Even if you weren't alive circa 1969, you may not understand the deeply iconic status the VW Bus has achieved. It's this tie to the past and the nod to the vehicle's importance in the era that makes this commercial work...and fail at the same time. It works because, if you are familiar with the sixties era, the overwrought emotion displayed in the commercial makes perfect sense. If you're not, the people in this commercial are just a bunch of strange old farts living together as if they were some sort of anachronistic commune.

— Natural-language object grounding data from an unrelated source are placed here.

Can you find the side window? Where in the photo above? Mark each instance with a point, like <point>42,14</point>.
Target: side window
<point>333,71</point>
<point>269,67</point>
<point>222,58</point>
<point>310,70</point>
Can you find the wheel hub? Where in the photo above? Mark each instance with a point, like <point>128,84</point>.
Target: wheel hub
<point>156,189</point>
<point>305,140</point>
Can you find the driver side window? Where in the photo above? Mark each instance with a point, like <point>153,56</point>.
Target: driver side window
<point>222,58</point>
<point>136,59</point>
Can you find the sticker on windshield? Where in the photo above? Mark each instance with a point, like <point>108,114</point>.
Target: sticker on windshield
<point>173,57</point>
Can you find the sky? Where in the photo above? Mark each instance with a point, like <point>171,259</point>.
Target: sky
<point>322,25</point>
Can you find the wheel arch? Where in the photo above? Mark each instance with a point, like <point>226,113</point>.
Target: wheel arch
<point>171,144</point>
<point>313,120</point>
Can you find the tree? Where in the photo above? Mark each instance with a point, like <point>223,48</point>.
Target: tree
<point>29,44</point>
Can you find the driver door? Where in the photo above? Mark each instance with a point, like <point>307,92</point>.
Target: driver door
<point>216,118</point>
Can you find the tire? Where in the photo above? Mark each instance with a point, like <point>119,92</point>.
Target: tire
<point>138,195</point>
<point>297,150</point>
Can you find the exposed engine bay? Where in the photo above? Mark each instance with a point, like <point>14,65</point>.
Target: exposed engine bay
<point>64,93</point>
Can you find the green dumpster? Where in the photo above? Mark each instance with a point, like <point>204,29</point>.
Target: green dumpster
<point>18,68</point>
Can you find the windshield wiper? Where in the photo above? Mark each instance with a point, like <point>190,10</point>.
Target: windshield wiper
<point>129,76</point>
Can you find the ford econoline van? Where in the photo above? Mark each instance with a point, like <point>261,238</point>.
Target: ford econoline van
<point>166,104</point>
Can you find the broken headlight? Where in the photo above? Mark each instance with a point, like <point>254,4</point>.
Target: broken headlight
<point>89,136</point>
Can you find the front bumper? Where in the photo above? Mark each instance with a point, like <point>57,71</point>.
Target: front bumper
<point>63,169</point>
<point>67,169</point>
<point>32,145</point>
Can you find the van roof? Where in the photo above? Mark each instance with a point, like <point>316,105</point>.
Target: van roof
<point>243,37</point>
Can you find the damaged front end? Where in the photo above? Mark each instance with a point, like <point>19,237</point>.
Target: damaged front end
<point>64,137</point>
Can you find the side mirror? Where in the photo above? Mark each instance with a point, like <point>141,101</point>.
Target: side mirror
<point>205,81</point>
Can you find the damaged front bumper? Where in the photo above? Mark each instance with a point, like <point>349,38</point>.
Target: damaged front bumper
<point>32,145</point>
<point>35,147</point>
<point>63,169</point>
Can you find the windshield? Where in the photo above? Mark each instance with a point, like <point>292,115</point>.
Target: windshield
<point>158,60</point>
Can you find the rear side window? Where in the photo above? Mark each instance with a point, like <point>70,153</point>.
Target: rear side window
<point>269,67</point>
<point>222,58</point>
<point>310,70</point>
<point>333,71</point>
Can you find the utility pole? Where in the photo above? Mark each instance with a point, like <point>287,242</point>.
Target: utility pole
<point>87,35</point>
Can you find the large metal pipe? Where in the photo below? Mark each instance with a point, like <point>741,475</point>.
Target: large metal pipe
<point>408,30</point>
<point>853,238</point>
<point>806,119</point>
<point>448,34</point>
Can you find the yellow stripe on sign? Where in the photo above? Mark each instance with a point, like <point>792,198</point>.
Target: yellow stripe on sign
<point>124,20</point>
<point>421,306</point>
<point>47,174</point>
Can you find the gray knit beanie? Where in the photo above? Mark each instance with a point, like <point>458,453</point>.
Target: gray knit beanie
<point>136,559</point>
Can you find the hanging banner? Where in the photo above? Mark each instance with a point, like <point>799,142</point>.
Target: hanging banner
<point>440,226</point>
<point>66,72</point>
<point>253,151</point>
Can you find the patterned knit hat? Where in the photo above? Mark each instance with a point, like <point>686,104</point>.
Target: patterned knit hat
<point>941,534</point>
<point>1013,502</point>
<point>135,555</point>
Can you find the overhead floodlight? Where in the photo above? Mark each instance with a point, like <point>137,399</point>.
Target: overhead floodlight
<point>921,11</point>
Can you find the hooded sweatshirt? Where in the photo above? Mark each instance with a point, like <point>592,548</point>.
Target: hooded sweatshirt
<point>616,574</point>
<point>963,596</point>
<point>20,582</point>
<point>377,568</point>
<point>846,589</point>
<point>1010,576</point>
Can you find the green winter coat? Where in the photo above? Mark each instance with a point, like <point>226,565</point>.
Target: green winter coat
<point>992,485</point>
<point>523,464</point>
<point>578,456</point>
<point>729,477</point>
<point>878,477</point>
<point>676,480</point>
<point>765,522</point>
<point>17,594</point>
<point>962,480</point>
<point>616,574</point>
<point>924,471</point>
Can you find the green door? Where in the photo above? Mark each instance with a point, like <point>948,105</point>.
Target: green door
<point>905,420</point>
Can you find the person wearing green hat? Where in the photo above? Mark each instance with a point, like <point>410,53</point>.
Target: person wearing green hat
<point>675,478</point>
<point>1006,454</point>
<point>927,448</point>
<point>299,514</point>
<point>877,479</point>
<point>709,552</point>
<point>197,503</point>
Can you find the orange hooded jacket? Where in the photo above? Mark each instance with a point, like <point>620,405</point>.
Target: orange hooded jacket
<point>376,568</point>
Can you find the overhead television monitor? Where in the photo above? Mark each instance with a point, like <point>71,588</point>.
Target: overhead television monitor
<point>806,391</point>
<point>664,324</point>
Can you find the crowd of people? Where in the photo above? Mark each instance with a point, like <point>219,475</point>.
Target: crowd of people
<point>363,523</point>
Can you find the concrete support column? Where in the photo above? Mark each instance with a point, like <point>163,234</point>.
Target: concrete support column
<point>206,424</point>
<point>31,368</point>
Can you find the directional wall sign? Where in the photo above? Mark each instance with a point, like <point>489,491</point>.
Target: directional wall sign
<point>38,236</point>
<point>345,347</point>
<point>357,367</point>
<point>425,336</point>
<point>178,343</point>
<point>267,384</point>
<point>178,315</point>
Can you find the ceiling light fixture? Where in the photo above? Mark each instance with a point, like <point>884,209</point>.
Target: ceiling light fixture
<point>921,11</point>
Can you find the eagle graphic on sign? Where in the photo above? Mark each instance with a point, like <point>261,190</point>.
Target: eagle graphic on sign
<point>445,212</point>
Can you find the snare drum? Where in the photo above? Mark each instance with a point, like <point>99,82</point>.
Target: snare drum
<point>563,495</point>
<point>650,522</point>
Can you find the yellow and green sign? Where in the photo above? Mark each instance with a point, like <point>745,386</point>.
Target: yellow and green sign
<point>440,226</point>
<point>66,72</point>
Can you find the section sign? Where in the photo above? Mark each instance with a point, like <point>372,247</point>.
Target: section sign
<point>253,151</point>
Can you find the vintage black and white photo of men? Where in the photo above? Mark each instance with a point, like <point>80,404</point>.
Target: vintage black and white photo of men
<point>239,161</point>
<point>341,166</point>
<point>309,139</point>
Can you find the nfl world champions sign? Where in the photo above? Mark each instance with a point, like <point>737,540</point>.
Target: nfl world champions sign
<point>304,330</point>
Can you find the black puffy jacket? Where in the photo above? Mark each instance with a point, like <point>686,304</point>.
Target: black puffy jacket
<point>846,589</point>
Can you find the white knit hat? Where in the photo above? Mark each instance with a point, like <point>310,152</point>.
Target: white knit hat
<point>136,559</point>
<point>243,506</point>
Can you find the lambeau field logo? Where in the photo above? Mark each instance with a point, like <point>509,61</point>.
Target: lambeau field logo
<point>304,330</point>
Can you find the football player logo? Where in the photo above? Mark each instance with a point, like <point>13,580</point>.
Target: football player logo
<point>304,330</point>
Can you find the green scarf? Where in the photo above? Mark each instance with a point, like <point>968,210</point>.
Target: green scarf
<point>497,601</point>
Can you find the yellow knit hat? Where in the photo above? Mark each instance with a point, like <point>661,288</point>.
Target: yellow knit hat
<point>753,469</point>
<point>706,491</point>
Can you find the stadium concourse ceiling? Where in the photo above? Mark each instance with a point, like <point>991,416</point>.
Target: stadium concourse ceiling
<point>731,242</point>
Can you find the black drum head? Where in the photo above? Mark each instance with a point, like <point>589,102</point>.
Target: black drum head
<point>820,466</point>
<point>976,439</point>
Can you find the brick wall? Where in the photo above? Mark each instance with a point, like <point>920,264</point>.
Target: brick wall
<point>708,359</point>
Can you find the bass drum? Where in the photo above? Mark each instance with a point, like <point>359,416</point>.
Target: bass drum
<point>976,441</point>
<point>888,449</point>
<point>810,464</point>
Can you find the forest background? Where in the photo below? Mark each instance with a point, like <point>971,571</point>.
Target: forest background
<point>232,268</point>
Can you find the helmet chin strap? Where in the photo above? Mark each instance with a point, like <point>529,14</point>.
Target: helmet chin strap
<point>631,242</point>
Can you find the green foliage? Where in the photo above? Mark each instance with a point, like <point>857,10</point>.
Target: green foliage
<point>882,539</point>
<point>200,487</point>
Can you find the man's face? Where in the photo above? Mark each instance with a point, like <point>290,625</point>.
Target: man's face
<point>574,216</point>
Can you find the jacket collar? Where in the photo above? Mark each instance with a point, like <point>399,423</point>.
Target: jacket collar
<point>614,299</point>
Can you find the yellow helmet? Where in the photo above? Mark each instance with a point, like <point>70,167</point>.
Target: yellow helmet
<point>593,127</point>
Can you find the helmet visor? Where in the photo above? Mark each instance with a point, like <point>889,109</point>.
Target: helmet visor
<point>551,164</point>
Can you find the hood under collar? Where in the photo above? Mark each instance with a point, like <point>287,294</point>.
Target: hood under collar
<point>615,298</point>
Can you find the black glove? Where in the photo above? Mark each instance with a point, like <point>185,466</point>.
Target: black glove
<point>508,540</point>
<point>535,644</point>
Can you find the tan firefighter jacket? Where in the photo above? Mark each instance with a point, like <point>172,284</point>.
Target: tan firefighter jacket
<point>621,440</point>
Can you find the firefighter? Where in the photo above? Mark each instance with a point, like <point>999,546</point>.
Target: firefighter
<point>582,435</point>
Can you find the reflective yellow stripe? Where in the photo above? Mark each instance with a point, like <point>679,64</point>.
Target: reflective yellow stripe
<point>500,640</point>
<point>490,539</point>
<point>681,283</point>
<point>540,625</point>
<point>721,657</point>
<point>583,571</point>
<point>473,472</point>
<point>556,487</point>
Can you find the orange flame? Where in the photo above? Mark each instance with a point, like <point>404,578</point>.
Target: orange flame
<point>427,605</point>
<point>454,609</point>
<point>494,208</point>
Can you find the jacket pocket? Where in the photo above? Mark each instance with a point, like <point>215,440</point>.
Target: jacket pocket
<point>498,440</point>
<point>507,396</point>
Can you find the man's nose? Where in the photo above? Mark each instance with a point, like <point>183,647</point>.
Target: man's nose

The choice of music, Let's Live For Today by the Grass Roots, is perfect. It mixes well with the notion this spot puts forth; memories are important but time goes on. If you don't move with it, you'll...end up a sad old person on a porch wishing it was still the sixties. Or something like that.
Comments
It never ceases to amaze me that they are spending so much money to distract us from the fact that the Routan is a re-skinned Chrysler Town & Country. As a lifelong VW fan I am still stunned by this. I know it was a cost savings initiative and the plan was put in place while Daimler was still in control, but that doesn't change the brand perception/burden that Chrysler carries.
Portraying a particular generation as old, now-useless hippies is bad enough, but if the ad was aimed at some modern equivalent, the "new hippie" so to speak, it would at least make some kind of sense. A very mean kind of sense, but a kind of sense. But who is the actual target audience? Apparently young mothers. What is the connection? What is the point? Aside from making a tenuous link to the VW van's history there is no point. If they wanted to promote the tradition of the VW van they could have done so far more effectively (and far less insultingly) by showing a montage of VW vans through the years being driven by everyone from hippies to returning Vietnam war vets and so on. A nice spot, it could have been.
I don't think I've seen an ad quite so insulting to the Boomers (who, by now, are pretty used to being the butt of every possible commercial insult anyway) and with such a confusing payoff.